AUD/USD Analysis: Vulnerability Below 0.6650 Amid China Economic Concerns

AUD/USD Analysis: Vulnerability Below 0.6650 Amid China Economic Concerns
AUD/USD Analysis: Vulnerability Below 0.6650 Amid China Economic Concerns

Technical Overview of AUD/USD

AUD/USD remains below 0.6650, pressured by worries over China’s economic slowdown. The pair finds initial support at the July low of 0.6631, ahead of the 100-day SMA at 0.6605. A break below this level could see the pair targeting the June low of 0.6574, supported by the 200-day SMA at 0.6581, followed by the May low of 0.6465 and the 2024 bottom of 0.6362.

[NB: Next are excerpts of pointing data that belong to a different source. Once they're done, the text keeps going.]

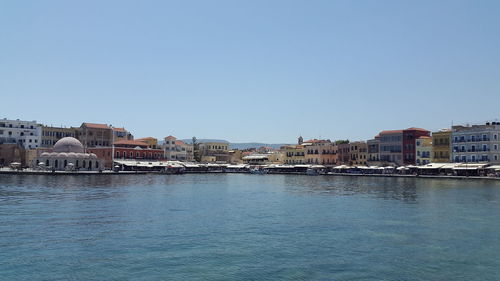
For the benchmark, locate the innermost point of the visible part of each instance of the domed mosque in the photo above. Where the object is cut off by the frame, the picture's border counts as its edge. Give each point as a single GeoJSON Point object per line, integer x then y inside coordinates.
{"type": "Point", "coordinates": [68, 154]}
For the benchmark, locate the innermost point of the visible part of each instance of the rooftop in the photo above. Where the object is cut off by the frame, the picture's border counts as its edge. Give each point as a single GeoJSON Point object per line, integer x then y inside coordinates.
{"type": "Point", "coordinates": [131, 143]}
{"type": "Point", "coordinates": [96, 126]}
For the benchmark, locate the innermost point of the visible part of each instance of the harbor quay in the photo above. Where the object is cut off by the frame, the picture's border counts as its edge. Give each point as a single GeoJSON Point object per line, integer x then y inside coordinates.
{"type": "Point", "coordinates": [461, 151]}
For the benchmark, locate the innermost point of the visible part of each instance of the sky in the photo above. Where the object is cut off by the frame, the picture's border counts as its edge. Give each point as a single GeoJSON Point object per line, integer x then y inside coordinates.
{"type": "Point", "coordinates": [260, 70]}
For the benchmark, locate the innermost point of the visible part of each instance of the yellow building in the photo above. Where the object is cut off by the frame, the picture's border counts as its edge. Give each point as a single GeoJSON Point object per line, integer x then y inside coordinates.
{"type": "Point", "coordinates": [152, 142]}
{"type": "Point", "coordinates": [423, 148]}
{"type": "Point", "coordinates": [441, 148]}
{"type": "Point", "coordinates": [358, 153]}
{"type": "Point", "coordinates": [214, 152]}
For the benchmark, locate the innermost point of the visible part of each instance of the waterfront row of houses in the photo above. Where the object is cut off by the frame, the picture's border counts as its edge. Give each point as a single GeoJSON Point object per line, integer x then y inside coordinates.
{"type": "Point", "coordinates": [24, 142]}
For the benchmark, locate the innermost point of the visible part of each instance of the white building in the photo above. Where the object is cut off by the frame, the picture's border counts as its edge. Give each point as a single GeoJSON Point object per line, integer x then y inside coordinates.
{"type": "Point", "coordinates": [177, 150]}
{"type": "Point", "coordinates": [476, 143]}
{"type": "Point", "coordinates": [25, 133]}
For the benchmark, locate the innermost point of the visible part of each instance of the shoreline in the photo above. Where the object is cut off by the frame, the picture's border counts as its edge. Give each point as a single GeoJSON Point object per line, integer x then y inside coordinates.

On the upside, if buyers regain momentum, the immediate target is the July high of 0.6798, followed by the December 2023 top of 0.6871, the July 2023 peak of 0.6894, and the 0.7000 yardstick. The 4-hour chart indicates a sharp acceleration of the downward bias, with immediate support at 0.6631 and 0.6619. Resistance is seen at the 200-SMA of 0.6679, 0.6754, and 0.6798. The RSI has fallen to around 22, indicating oversold conditions.

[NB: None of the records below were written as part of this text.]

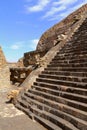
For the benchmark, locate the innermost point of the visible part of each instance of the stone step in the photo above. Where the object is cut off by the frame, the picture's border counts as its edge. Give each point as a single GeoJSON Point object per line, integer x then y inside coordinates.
{"type": "Point", "coordinates": [74, 49]}
{"type": "Point", "coordinates": [45, 108]}
{"type": "Point", "coordinates": [72, 69]}
{"type": "Point", "coordinates": [70, 89]}
{"type": "Point", "coordinates": [54, 104]}
{"type": "Point", "coordinates": [67, 95]}
{"type": "Point", "coordinates": [65, 83]}
{"type": "Point", "coordinates": [69, 60]}
{"type": "Point", "coordinates": [46, 123]}
{"type": "Point", "coordinates": [73, 52]}
{"type": "Point", "coordinates": [72, 103]}
{"type": "Point", "coordinates": [83, 64]}
{"type": "Point", "coordinates": [65, 125]}
{"type": "Point", "coordinates": [67, 78]}
{"type": "Point", "coordinates": [69, 55]}
{"type": "Point", "coordinates": [76, 45]}
{"type": "Point", "coordinates": [60, 57]}
{"type": "Point", "coordinates": [66, 73]}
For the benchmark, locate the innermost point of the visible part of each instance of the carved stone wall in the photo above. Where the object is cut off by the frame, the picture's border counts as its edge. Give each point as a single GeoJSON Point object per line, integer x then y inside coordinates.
{"type": "Point", "coordinates": [33, 57]}
{"type": "Point", "coordinates": [18, 75]}
{"type": "Point", "coordinates": [48, 38]}
{"type": "Point", "coordinates": [2, 58]}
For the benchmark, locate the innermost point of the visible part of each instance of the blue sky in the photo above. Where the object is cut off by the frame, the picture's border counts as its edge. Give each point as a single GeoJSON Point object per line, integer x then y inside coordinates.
{"type": "Point", "coordinates": [22, 22]}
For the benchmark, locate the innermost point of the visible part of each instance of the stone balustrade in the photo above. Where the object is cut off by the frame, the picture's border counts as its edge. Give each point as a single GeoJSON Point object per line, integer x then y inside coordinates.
{"type": "Point", "coordinates": [18, 75]}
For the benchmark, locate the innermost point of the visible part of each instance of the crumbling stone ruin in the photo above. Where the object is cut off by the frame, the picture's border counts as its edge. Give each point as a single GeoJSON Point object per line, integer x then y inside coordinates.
{"type": "Point", "coordinates": [54, 93]}
{"type": "Point", "coordinates": [2, 58]}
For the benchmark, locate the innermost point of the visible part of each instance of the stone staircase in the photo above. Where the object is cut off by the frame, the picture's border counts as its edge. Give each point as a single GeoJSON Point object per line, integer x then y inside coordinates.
{"type": "Point", "coordinates": [58, 98]}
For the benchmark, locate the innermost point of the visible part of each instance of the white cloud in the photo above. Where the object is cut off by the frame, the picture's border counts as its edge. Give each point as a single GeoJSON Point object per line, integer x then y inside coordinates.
{"type": "Point", "coordinates": [53, 11]}
{"type": "Point", "coordinates": [63, 2]}
{"type": "Point", "coordinates": [35, 41]}
{"type": "Point", "coordinates": [62, 8]}
{"type": "Point", "coordinates": [38, 7]}
{"type": "Point", "coordinates": [17, 45]}
{"type": "Point", "coordinates": [55, 8]}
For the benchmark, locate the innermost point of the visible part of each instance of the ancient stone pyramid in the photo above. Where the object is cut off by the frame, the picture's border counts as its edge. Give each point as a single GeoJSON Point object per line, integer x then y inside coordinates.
{"type": "Point", "coordinates": [2, 58]}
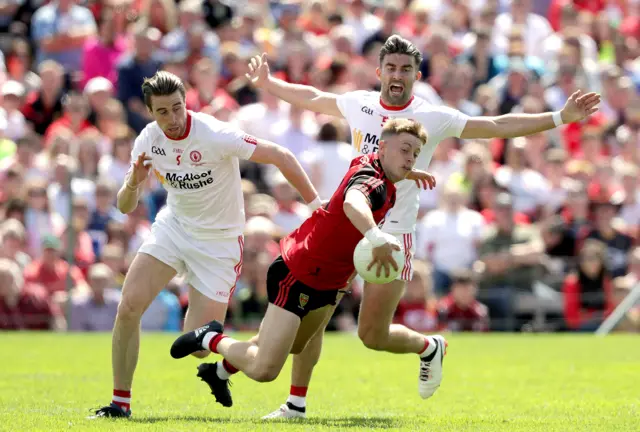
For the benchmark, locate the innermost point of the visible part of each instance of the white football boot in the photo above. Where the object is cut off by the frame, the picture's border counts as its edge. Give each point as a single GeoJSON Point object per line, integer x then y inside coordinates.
{"type": "Point", "coordinates": [285, 412]}
{"type": "Point", "coordinates": [431, 368]}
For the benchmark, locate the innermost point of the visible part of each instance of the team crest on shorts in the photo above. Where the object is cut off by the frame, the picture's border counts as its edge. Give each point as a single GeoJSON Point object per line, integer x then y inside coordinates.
{"type": "Point", "coordinates": [304, 299]}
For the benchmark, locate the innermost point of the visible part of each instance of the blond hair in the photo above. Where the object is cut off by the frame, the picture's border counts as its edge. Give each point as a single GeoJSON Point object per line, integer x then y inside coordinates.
{"type": "Point", "coordinates": [399, 126]}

Fundamental Factors Affecting AUD/USD

China's economic concerns, combined with recent rate cuts by the People's Bank of China (PBoC), have significantly impacted AUD/USD. The Aussie dollar, closely tied to the Chinese market, faces additional pressure due to weaker commodity prices, particularly copper and iron, which are crucial exports for Australia. The PBoC's unexpected rate cuts have also pushed the Chinese yuan lower, further impacting the Australian dollar as a liquid proxy for the yuan.

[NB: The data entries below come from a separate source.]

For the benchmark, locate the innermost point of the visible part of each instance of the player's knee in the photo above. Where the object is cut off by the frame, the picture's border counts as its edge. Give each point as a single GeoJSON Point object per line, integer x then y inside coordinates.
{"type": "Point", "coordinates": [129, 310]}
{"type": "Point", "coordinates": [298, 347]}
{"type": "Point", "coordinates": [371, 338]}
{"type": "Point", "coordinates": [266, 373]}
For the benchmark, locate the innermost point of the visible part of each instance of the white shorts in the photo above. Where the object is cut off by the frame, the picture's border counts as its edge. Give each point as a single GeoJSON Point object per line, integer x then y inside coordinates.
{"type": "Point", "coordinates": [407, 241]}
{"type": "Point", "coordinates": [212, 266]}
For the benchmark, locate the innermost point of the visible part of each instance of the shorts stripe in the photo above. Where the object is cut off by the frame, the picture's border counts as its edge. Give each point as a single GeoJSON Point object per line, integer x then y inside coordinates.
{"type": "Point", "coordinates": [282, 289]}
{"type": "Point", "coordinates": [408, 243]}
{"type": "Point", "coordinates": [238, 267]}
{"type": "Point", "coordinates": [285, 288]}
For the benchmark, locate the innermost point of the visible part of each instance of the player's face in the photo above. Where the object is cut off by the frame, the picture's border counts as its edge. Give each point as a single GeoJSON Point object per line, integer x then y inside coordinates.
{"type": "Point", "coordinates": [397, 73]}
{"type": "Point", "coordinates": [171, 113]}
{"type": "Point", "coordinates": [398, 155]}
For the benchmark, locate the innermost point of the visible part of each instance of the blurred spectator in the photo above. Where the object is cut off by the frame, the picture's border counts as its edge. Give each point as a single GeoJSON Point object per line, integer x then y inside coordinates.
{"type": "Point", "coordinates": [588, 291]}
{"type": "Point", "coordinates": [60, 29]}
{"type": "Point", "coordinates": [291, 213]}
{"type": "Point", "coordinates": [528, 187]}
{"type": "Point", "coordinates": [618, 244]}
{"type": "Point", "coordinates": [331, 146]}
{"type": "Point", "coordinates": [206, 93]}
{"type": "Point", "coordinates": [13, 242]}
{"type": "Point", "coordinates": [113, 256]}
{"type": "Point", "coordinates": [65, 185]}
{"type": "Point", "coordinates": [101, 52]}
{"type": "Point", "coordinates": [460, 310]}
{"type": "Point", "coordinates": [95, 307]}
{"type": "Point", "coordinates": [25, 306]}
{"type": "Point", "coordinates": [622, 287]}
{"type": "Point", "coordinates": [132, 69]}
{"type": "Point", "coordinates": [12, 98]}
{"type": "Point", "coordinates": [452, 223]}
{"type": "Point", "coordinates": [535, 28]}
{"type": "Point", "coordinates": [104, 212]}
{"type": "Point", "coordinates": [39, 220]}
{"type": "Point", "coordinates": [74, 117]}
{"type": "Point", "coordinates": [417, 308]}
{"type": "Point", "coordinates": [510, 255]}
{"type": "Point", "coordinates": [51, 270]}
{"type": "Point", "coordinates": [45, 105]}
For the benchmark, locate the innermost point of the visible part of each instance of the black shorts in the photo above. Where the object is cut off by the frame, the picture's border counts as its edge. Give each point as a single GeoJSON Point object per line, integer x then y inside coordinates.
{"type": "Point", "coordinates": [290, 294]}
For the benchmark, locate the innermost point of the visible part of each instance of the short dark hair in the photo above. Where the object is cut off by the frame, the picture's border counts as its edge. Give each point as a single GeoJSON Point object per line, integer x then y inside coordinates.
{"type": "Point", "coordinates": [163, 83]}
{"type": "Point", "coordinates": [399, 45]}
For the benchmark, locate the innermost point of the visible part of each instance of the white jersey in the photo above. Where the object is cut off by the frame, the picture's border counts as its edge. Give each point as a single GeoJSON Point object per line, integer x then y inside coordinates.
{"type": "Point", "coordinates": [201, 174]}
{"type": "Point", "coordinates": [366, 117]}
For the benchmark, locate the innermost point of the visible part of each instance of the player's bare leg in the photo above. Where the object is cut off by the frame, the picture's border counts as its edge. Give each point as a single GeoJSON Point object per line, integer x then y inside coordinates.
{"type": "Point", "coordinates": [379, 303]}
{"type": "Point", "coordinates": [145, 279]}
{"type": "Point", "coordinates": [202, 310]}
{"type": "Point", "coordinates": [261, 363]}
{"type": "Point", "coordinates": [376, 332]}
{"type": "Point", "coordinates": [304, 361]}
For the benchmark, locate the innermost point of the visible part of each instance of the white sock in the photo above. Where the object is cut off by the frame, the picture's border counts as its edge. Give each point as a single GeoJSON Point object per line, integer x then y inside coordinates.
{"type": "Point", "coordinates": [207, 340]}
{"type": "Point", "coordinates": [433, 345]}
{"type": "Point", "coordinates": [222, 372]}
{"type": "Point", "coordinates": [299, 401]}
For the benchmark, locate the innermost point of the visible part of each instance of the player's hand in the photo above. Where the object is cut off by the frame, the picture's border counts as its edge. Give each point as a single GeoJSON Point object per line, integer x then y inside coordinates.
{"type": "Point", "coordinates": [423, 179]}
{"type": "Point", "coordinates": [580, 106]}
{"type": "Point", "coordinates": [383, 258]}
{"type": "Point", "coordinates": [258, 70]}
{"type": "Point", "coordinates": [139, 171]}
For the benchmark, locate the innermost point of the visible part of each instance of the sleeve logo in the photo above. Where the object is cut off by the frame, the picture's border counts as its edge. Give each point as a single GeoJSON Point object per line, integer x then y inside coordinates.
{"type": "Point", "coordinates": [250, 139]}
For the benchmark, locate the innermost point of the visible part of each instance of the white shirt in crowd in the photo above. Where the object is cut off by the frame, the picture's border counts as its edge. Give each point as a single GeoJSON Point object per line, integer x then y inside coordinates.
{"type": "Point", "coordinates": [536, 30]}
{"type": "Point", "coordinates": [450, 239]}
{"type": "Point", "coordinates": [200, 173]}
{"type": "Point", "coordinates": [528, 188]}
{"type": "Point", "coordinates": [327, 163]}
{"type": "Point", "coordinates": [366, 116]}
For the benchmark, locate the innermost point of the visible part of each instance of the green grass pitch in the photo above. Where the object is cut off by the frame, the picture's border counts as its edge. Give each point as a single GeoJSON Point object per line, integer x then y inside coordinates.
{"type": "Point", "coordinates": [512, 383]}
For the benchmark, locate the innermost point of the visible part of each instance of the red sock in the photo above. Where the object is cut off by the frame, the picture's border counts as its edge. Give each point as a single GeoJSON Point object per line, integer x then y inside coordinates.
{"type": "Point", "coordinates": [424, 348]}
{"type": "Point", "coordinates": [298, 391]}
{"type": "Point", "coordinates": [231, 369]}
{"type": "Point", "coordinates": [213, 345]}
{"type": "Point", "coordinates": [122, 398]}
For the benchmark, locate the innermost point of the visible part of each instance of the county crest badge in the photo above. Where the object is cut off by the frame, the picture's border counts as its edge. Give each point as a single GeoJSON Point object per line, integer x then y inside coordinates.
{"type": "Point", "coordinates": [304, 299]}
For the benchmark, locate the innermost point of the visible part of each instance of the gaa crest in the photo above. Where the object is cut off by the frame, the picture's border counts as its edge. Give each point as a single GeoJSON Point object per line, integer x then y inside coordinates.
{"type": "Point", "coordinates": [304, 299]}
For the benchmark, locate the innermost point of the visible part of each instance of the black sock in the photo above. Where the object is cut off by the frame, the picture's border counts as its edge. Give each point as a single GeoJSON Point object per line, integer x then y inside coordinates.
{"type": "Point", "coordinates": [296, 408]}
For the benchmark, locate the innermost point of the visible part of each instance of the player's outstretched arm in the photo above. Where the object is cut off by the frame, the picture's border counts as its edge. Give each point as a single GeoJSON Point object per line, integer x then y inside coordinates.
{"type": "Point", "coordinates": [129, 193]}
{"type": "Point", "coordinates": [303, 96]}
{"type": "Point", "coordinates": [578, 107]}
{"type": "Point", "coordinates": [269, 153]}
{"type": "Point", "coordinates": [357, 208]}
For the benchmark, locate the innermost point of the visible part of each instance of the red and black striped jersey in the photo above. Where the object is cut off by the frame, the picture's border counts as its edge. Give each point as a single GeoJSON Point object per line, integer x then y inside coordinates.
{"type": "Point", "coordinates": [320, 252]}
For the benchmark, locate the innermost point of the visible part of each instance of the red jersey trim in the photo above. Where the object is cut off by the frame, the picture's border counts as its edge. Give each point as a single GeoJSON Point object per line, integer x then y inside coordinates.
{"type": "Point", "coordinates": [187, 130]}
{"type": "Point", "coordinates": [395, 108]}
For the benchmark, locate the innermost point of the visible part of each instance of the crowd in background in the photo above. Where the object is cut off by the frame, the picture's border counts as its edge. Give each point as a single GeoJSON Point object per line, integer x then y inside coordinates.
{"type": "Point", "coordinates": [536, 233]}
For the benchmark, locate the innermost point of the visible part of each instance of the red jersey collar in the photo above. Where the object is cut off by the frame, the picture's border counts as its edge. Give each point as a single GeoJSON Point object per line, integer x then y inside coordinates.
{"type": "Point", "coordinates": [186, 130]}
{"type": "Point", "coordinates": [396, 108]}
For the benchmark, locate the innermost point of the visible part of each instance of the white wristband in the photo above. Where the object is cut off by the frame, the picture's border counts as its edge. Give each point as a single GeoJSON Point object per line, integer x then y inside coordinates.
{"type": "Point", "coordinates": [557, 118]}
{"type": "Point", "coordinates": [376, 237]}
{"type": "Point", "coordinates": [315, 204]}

The decline in AUD/USD has been pronounced, with the pair retreating for six consecutive sessions and breaking below the 0.6700 support level. The lack of positive news from China, combined with weak commodities, suggests a potential for a deeper pullback in the short term.

Monetary Policy and Market Sentiment

The Reserve Bank of Australia (RBA) maintains a hawkish stance, keeping the official cash rate at 4.35% and signaling flexibility for future decisions. Despite considering another rate hike to curb inflation, concerns about a potential sharp slowdown in the labor market influenced the decision to hold rates steady. The RBA is not in a rush to ease policy, expecting inflation to take time to consistently fall within the 2-3% target range.

In contrast, potential easing by the Federal Reserve in the medium term could support AUD/USD. However, the weak momentum in the Chinese economy may hinder a sustained recovery of the Australian currency, as China continues to face post-pandemic challenges. Key data releases this week include flash Manufacturing and Services PMIs from Australia, which could provide further direction for the AUD/USD pair.